So we’re shooting ourselves up with this stuff that we really don’t know what’s happening in the body. It’s putting a strain on our detoxification systems. The evidence to me is pretty clear that you run the risk of autism and various brain problems. I personally know several people whose kids were never the same after vaccines. So it’s scary to me.
Now, if you are going to just feed your kids the standard American diet and put them on Similac and cow’s milk formula and feed them rice cereal that’s refined at four months old and do all the things that the doctors are telling you to do, well, maybe the vaccines are going to help if you’re not building the immunity.
By far I think building the immunity from the inside out is the way to go. Natural immunity and having a peaceful environment and a very loving relationship with your kids and not introducing stress into the environment. So there’s lots of ways to increase immunity without having to get vaccinated.
Kevin: Lynn asks, “What’s the scoop on agave nectar?”

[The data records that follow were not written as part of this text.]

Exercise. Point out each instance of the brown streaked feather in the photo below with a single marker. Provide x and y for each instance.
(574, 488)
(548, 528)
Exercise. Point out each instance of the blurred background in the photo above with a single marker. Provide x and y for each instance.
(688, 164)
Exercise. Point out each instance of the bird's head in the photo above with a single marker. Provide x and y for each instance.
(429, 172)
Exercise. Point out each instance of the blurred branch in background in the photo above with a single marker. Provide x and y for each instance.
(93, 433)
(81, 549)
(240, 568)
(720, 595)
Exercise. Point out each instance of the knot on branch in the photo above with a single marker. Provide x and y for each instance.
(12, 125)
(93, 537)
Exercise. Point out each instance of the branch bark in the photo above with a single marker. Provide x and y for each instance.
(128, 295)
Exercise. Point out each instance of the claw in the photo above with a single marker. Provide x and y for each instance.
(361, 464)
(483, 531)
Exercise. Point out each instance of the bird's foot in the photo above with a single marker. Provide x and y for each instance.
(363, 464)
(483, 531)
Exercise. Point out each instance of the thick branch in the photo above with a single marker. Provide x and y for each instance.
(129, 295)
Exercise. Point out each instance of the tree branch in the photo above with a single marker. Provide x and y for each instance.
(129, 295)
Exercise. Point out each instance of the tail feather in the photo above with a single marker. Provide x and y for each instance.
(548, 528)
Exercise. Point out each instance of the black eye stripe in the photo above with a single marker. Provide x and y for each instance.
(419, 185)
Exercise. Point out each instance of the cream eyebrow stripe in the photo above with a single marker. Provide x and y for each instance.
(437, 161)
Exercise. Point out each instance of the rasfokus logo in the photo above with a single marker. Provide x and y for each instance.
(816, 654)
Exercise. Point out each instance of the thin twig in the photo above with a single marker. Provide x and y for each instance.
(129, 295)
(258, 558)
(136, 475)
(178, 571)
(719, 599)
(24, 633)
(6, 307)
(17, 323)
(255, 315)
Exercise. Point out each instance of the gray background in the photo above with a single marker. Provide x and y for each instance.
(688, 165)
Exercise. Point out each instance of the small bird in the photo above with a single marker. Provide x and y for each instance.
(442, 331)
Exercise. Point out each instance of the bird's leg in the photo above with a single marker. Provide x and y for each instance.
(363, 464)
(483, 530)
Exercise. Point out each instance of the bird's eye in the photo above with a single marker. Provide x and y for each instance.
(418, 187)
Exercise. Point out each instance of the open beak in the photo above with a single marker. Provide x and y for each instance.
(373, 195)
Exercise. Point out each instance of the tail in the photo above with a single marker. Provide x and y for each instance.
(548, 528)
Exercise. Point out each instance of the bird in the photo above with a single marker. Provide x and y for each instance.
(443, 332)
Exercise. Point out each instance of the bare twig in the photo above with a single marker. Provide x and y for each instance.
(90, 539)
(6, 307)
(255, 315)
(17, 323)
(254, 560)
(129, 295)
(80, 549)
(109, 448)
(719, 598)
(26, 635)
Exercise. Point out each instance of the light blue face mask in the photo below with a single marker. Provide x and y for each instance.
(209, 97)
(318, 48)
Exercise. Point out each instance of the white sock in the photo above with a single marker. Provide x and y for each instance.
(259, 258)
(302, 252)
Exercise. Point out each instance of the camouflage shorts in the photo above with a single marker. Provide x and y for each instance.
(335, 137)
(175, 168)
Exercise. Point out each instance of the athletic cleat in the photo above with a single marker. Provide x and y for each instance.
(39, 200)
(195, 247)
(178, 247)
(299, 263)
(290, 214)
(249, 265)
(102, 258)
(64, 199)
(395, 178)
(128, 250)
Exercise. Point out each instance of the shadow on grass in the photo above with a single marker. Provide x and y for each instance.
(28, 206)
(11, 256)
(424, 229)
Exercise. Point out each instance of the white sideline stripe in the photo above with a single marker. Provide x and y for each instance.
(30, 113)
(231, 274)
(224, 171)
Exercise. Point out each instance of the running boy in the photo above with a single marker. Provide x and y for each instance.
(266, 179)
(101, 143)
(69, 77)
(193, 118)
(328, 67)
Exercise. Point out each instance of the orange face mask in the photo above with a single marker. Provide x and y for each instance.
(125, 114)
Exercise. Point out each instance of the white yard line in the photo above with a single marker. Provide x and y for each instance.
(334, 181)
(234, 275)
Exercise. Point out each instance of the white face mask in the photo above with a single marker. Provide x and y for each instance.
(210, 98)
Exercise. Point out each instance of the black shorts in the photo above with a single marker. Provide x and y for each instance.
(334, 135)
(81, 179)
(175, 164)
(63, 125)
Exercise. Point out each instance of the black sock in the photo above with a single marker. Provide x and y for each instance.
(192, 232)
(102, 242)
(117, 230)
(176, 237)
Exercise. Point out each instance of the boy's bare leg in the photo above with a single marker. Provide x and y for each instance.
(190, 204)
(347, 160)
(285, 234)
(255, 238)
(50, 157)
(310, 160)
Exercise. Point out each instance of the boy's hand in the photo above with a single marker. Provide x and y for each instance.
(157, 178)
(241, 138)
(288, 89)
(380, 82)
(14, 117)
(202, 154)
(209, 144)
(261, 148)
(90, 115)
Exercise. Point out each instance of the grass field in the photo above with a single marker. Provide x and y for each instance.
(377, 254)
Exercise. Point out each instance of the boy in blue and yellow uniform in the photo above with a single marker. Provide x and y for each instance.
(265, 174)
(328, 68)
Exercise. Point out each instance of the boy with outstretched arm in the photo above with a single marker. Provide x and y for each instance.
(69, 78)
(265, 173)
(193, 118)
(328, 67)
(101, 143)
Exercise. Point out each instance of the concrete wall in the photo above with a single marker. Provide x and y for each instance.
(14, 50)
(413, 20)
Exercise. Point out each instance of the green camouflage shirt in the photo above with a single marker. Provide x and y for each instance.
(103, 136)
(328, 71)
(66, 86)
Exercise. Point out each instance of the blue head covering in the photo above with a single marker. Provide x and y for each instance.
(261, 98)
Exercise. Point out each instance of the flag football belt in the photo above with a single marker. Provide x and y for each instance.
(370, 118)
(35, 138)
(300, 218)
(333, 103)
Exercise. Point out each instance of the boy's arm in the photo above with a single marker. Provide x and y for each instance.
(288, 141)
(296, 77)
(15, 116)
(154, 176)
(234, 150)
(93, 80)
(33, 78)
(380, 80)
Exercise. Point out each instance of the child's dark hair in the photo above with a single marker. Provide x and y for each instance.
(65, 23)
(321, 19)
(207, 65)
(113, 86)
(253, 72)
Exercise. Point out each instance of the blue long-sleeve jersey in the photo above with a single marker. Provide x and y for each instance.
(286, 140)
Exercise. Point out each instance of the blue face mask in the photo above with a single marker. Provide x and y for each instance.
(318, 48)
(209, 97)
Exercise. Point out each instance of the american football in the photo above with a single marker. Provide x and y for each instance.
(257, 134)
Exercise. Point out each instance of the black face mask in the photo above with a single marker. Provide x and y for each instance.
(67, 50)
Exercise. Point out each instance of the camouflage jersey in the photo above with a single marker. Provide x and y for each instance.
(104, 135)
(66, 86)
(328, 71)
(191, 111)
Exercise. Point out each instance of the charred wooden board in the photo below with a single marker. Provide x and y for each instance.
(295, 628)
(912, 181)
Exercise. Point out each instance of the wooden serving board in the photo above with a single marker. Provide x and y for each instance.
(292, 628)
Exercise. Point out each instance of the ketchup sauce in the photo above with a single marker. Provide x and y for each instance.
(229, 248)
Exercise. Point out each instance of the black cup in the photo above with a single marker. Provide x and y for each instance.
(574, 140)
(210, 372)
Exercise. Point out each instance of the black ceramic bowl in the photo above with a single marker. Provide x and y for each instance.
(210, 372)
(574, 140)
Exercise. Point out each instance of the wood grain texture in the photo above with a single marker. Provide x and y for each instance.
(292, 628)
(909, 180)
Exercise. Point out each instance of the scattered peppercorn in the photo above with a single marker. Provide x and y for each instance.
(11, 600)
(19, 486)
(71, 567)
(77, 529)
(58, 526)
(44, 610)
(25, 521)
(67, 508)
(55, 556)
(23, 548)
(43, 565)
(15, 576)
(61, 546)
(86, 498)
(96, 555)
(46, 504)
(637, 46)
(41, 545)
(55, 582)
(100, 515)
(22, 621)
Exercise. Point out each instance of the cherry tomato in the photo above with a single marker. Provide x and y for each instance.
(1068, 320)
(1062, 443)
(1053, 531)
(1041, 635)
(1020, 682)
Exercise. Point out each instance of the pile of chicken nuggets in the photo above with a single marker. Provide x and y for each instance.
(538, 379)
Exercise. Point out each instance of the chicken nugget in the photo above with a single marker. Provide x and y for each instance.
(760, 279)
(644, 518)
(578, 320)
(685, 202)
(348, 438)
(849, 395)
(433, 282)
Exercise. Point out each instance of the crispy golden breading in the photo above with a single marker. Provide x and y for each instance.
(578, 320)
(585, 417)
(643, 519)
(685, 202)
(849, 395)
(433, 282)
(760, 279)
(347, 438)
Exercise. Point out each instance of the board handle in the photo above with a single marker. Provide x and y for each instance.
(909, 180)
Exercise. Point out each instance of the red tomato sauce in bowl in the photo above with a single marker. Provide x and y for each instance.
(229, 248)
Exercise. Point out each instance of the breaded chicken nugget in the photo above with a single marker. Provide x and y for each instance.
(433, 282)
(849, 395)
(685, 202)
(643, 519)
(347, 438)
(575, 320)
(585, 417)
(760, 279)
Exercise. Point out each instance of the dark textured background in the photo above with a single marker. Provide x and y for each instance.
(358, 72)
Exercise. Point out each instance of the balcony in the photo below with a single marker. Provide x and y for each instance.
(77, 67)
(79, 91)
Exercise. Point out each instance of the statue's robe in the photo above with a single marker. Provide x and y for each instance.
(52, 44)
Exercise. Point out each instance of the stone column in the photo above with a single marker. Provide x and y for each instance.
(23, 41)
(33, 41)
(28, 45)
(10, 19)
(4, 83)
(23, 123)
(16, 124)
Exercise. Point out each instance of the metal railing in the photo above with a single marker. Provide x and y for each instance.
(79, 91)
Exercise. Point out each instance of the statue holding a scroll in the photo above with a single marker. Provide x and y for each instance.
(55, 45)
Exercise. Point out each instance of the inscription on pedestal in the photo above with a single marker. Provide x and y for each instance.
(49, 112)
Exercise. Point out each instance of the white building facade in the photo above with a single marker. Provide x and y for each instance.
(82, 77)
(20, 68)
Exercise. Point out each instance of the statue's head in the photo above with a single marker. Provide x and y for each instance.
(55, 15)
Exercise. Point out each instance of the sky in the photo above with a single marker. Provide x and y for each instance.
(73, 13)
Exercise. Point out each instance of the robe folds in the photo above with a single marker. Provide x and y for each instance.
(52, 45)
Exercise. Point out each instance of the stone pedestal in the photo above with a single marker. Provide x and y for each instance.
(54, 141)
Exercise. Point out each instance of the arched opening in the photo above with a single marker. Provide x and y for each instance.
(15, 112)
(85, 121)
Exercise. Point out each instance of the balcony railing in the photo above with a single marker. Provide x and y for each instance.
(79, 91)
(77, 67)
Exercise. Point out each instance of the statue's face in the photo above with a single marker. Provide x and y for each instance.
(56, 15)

Rita Marie: Oh boy, I wish I knew. I’ll tell you a story. I stayed away completely from all refined sweeteners for about 20 years, never touched it. I was not going to touch any of that. Then the whole agave thing and I started reading it and I thought, “Let me experiment with this.” So I did and I incorporated it into some recipes. Now I hear it’s like high fructose corn syrup. Is it really just like high fructose corn syrup? I don’t really know. There’s a lot of people who are very knowledgeable and outspoken in the raw community and still think agave nectar is just fine. It depends on where you get it from. You have to get it from a good source. There’s others that say no.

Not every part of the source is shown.